四爺覺得,若是此時蘇培盛就在羽惜眼前,這小女人,定然會毫不留情的罵蘇培盛一頓的。
“哦……”羽惜撇嘴:“我還以為蘇培盛偷懶了呢。”
但隨即羽惜話題一轉:“爺,這種天氣的,您若是想要見我,就派個人來傳話,我去前麵就是了……”

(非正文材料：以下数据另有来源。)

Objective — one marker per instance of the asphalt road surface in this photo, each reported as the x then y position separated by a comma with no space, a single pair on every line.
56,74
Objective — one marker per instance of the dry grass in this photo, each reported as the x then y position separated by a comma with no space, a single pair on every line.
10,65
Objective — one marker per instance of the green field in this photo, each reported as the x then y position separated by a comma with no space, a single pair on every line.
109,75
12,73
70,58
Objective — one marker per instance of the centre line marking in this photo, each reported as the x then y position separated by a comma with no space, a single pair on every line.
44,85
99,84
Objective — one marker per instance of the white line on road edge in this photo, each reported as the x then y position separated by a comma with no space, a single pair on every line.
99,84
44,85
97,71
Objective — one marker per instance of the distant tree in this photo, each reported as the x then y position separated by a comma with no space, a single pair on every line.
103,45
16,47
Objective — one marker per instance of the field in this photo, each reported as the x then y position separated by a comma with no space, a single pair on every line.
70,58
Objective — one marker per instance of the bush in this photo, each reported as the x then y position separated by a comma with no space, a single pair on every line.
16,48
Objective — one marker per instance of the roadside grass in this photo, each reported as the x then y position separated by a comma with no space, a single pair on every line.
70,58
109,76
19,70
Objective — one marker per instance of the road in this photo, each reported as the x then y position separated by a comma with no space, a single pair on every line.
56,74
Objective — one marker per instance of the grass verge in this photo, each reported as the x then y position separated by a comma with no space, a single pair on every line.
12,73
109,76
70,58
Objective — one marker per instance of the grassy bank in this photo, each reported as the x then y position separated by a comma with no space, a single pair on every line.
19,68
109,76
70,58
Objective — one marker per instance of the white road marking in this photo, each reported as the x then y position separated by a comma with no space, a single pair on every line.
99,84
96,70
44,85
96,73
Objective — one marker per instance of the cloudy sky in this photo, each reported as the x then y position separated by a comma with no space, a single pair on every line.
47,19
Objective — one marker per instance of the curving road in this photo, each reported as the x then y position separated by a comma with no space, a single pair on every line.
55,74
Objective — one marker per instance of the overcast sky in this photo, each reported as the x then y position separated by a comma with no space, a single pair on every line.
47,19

羽惜之前看到四爺那模樣的,看上去好不可憐,身後一個人都沒有,那時候,眼淚都要出來了,她心疼。
“爺,妾身,心疼您……”
羽惜哽咽著聲音道。
四爺就將人拉在懷中安撫道:“好了好了,日後聽你的,再也不這麼做了,好不好?不生氣了不生氣了哈!”
四爺鼻尖一酸,淚水差點就要出來了。
“嗯嗯,那君子一言,駟馬難追,爺可是答應了妾身了,日後可不許如此了。”
“好好好,答應你答應你還不成麼?”
對於羽惜的死纏爛打,四爺一點也不覺得心煩,反而心中更加的舒服。
也就是她吧,將自己的健康時刻都放在心中。
也就隻有她一個人了。
得到了四爺的承諾,羽惜這才好了。
外麵的東西已經被人收拾起來了,而且四爺剛剛暖和過來的,羽惜也舍不得再拉著他陪著自己去看雪了,兩個人幹脆就趴在窗戶邊上看著外麵皚皚雪景,也是別有意味的。
“爺,這麼好的景色,可不能辜負了去,您寫首詩來。”
“讓爺寫詩?”
羽惜點點頭:“是啊!”
她的字寫的不好,肯定不會是她來寫的。
“那好,你去準備筆墨紙硯吧!”
四爺大手一揮,同意了。
羽惜便興奮的跑去準備了。
“爺,您就寫柳宗元的《江雪》吧,在寫雪的詩裏麵,這首算得上是代表了。”
四爺看了看羽惜,提筆揮手,一首《江雪》,一蹴而就。
羽惜將宣紙拿在手中,吹幹了上麵的墨跡,開心的笑著:“爺的字寫的可真好,不像是我……”
“你寫的如何?”
羽惜搖搖頭:“沒什麼的,爺,那您再給妾身寫一首吧!”
這點小事,四爺自然是答應的:“那你說,還要寫什麼?”
羽惜托著腦袋想:“就寫……盧梅坡的那首《雪梅》好了,梅須遜雪三分白,雪卻輸梅一段香。”
很工整的一首詩。
“好。”
四爺提筆沾了沾墨,洋洋灑灑的一首詩,再一次從他的筆尖下生成。
梅雪爭春未肯降,
騷人閣筆費評章。
梅須遜雪三分白,
雪卻輸梅一段香。
其實這首詩還有其二,不過這其一後兩句成為了千古名句,自然知道的人便多了一些。
“爺,您寫的真好,不如,就裱起來好了,就掛在那邊梳妝台的牆上好了,這樣,我每日早上起來的時候,便可以看到了。
看到您的字,就像是看到您人一樣的。”
羽惜說的很是真心。
四爺卻仿佛從她的話中聽出來了幾分淡淡的憂愁,四爺心中憐惜羽惜,喜愛她,但卻還是礙著規矩,也是不想要讓宮中的人知道羽惜,因此,也不便每日都來她這裏。
隻有無事的時候才來,這也真是難為四爺了。